Abstract
Background and purpose Handling missing values is a prevalent challenge in the analysis of clinical data. The rise of data-driven models demands an efficient use of the available data. Methods to impute missing values are thus crucial. Here, we developed a publicly available framework to test different imputation methods and compared their impact in a typical stroke clinical dataset as a use case.

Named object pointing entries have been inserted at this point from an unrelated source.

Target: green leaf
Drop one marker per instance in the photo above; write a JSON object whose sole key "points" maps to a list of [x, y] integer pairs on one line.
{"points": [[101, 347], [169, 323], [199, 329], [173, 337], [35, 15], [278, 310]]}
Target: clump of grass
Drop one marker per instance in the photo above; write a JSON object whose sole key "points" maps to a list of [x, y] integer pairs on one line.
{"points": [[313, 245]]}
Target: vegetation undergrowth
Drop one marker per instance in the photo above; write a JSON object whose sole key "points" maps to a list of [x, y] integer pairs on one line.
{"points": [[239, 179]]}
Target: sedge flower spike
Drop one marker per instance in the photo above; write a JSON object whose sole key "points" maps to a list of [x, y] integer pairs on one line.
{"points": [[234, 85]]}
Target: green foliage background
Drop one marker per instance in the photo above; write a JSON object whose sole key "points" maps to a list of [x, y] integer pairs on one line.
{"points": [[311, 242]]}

Methods A clinical dataset based on the 1000Plus stroke study with 380 completed-entries patients was used. 13 common clinical parameters including numerical and categorical values were selected. Missing values in a missing-at-random (MAR) and missing-completely-at-random (MCAR) fashion from 0% to 60% were simulated and consequently imputed using the mean, hot-deck, multiple imputation by chained equations, expectation maximization method and listwise deletion. The performance was assessed by the root mean squared error, the absolute bias and the performance of a linear model for discharge mRS prediction.
Results Listwise deletion was the worst performing method and started to be significantly worse than any imputation method from 2% (MAR) and 3% (MCAR) missing values on. The underlying missing value mechanism seemed to have a crucial influence on the identified best performing imputation method. Consequently no single imputation method outperformed all others. A significant performance drop of the linear model started from 11% (MAR+MCAR) and 18% (MCAR) missing values.

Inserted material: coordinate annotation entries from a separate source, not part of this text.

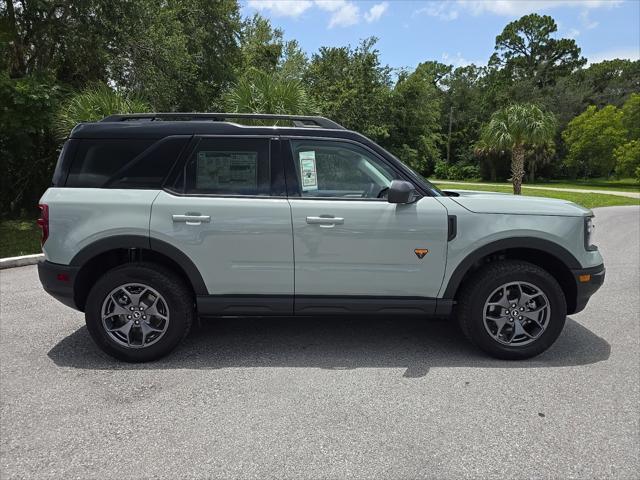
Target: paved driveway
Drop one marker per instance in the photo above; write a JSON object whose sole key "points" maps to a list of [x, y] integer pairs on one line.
{"points": [[386, 398]]}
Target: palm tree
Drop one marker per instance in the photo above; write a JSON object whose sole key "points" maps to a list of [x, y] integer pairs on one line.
{"points": [[261, 92], [93, 104], [515, 127]]}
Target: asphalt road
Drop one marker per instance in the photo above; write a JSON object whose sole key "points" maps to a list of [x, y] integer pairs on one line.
{"points": [[284, 398]]}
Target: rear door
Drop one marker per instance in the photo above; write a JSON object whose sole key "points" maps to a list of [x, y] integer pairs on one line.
{"points": [[349, 242], [227, 211]]}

Conclusions In the presented case study of a typical clinical stroke dataset we confirmed that listwise deletion should be avoided for dealing with missing values. Our findings indicate that the underlying missing value mechanism and other dataset characteristics strongly influence the best choice of imputation method. For future studies with similar data structure, we thus suggest to use the developed framework in this study to select the most suitable imputation method for a given dataset prior to analysis.
Introduction
Missing values are a prevalent challenge in the analysis of clinical data [1–3]. Validated guidelines for handling missing data are more important now than ever with the rise of data-driven applications [4–8]. Here, an efficient utilization of the data is crucial in the limited settings of usually fairly small medical datasets [9]. Additionally, while deletion of patient entries with missing values (listwise deletion) is a common practice, it can lead to biased results and is therefore highly discouraged [1, 10, 11].
An alternative approach is to apply imputation methods on the missing data [12, 13]. Imputation methods allow replacing missing values with substituted values that estimate the true underlying value. Most commonly used methods in clinical datasets include simple imputation methods like mean imputation and hot-deck imputation (“sampling”) as well as more complex algorithms like multiple imputation by chained equations (MICE) [14] and expectation maximization (EM) using multiple imputation [15].
However, there is a controversy regarding which imputation method should be used [12, 16, 17]. More importantly, only few studies exist which assessed imputation methods in the medical field [13, 16–18]. This is also true in the stroke field. While Young-Saver et al. investigated the imputation of stroke outcome data, to date no study has compared and validated imputation methods for a typical clinical stroke dataset as a whole [19].
The objectives of this work were thus to 1) develop a publicly available framework (https://github.com/tabeak/missing-value-analysis) which can identify the best imputation method for a given tabular dataset and 2) to compare different imputation method for handling missing data in clinical stroke dataset as a use case for the framework. When comparing the different imputation methods, we assessed both how much the imputed values differed from the ground truth as well as how the different imputation methods influenced the performance of a data-driven predictive model.
Materials and methods
Patients
A clinical dataset based on the 1000Plus stroke study with 380 completed-entries of acute stroke patients was used [20]. The study was approved by the institutional review board of the Charité Universitätsmedizin Berlin. All patients gave their written informed consent. Because of the sensitive nature of the data collected for this study, requests to access the dataset from qualified researchers trained in human subject confidentiality protocols may be sent to the institutional ethics commitee of Charité Universitätsmedizin Berlin.
Data analysis
13 common clinical parameters were analyzed. Among them, seven were numerical: hours-to-MRI, age, pre-stroke mRS, acute National Institutes of Health Stroke Scale (NIHSS), discharge NIHSS, discharge mRS and discharge Trial-of-ORG-10172-in-Acute-Stroke-Treatment (TOAST). Six were categorical: sex, treatment with tissue plasminogen activator (tPA), occlusion, hyperlipidemia, diabetes and hypertonia.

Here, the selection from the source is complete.